Outside of time and space is the Ethereal Universe, described by Myers as “a 24/7 kaleidoscope explosion, like your favorite EDM festival but on galactic steroids.” There, the Mental Beings Falin and Xin are trying to free brethren stuck in the Physical Universe, but a burst of energy separates them. As Falin floats through existence, he locks onto a planet called Naratu, which is either Earth under a different name or a planet exactly like it. He attaches himself to a newborn baby named Daniel and watches quietly as the child grows up. In school, Daniel shows prodigious powers that allow him to draw entire star systems by hand, “head down, pencil flying like a galaxy-brain Picasso,” but his incredible brainpower alienates him from other kids. Daniel struggles to fit in as he moves through different grades, and he eventually musters the courage to ask out his big crush, Alice, but this does not go well. Readers jump through time to see Daniel in the 10th, 11th, and 12th grades as he gains confidence and friends. His celestial powers remain mostly dormant, except for a few guiding messages from Falin and some out-of-this-world coding prowess. After high school, Daniel and his pals face personal crises while trying to make a living in the big city, while a larger existential crisis brews around them: the Mental Being Thron has slowly built an empire on Naratu. Why did Thron stay on the planet? “Bruh, because Thron’s out here straight-up body-hopping through the local wildlife,” explains the narrator. Naturally, Xin thinks that “Bro has lost the plot,” but can she and Falin accomplish their new mission?

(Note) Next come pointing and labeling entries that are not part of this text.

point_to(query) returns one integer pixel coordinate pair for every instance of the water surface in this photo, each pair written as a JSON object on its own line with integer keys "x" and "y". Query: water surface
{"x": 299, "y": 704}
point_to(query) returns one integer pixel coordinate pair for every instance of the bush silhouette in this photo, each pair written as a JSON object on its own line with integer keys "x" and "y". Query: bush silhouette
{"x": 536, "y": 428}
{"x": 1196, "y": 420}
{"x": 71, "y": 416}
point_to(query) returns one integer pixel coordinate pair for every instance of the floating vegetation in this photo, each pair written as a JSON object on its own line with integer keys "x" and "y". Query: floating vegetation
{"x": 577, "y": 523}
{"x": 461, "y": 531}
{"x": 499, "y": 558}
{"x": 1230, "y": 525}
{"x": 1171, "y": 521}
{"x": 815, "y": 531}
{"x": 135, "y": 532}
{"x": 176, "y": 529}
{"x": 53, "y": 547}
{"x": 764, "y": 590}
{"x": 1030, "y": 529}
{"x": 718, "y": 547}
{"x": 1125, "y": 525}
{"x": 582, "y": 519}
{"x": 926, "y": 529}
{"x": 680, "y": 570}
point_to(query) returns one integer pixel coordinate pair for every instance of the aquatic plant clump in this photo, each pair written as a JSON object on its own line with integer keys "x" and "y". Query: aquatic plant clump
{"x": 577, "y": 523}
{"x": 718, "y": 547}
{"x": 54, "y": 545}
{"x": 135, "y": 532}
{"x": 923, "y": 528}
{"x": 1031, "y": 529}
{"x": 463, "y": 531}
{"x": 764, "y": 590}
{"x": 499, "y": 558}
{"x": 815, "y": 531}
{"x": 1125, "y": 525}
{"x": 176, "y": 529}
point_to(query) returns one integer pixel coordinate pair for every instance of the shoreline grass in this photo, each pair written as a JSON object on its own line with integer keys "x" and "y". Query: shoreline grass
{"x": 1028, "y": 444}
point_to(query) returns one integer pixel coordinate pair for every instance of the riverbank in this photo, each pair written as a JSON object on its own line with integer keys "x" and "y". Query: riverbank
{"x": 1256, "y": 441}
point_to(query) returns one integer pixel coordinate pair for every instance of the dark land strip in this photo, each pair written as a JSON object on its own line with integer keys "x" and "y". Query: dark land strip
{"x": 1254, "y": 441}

Myers’ central conceit of ethereal beings trapped in the bodies of today’s social media–obsessed youth is a fun idea that calls to mind 1980s B-movies, such as Bill & Ted’s Excellent Adventure or My Stepmother Is an Alien. However, the unwieldiness of the plot quickly saps it of any enjoyment, as the cosmic beingsstep aside to make way for a parade of indistinguishable teens to bicker and fret about their crushes. There’s no clear throughline to Daniel’s story; he experiences typical adolescent feelings for several years, and then a random intergalactic showdown comes crashing into Earth—if it isEarth. What makes the novel confounding, however, is the author’s decision to write it entirely in “Gen-Z language,” stuffing seemingly every sentence with bothersome buzzwords and phrases such as vibes, grind, or “main character energy.” Characters are confused “like a buffering Wi-Fi signal,” shocked like “a plot twist in a Netflix series,” or focused “like [they are] tuned into a podcast.” Myers’ intention with all this never feels clear: If he’s satirizing the young generation, why do so for the entire book? It’s difficult to imagine that it will make young readers connect with it better, and older readers will probably disconnect early.

A teen drama distractingly styled after social media–speak that’s bookended by incomprehensible cosmic complications.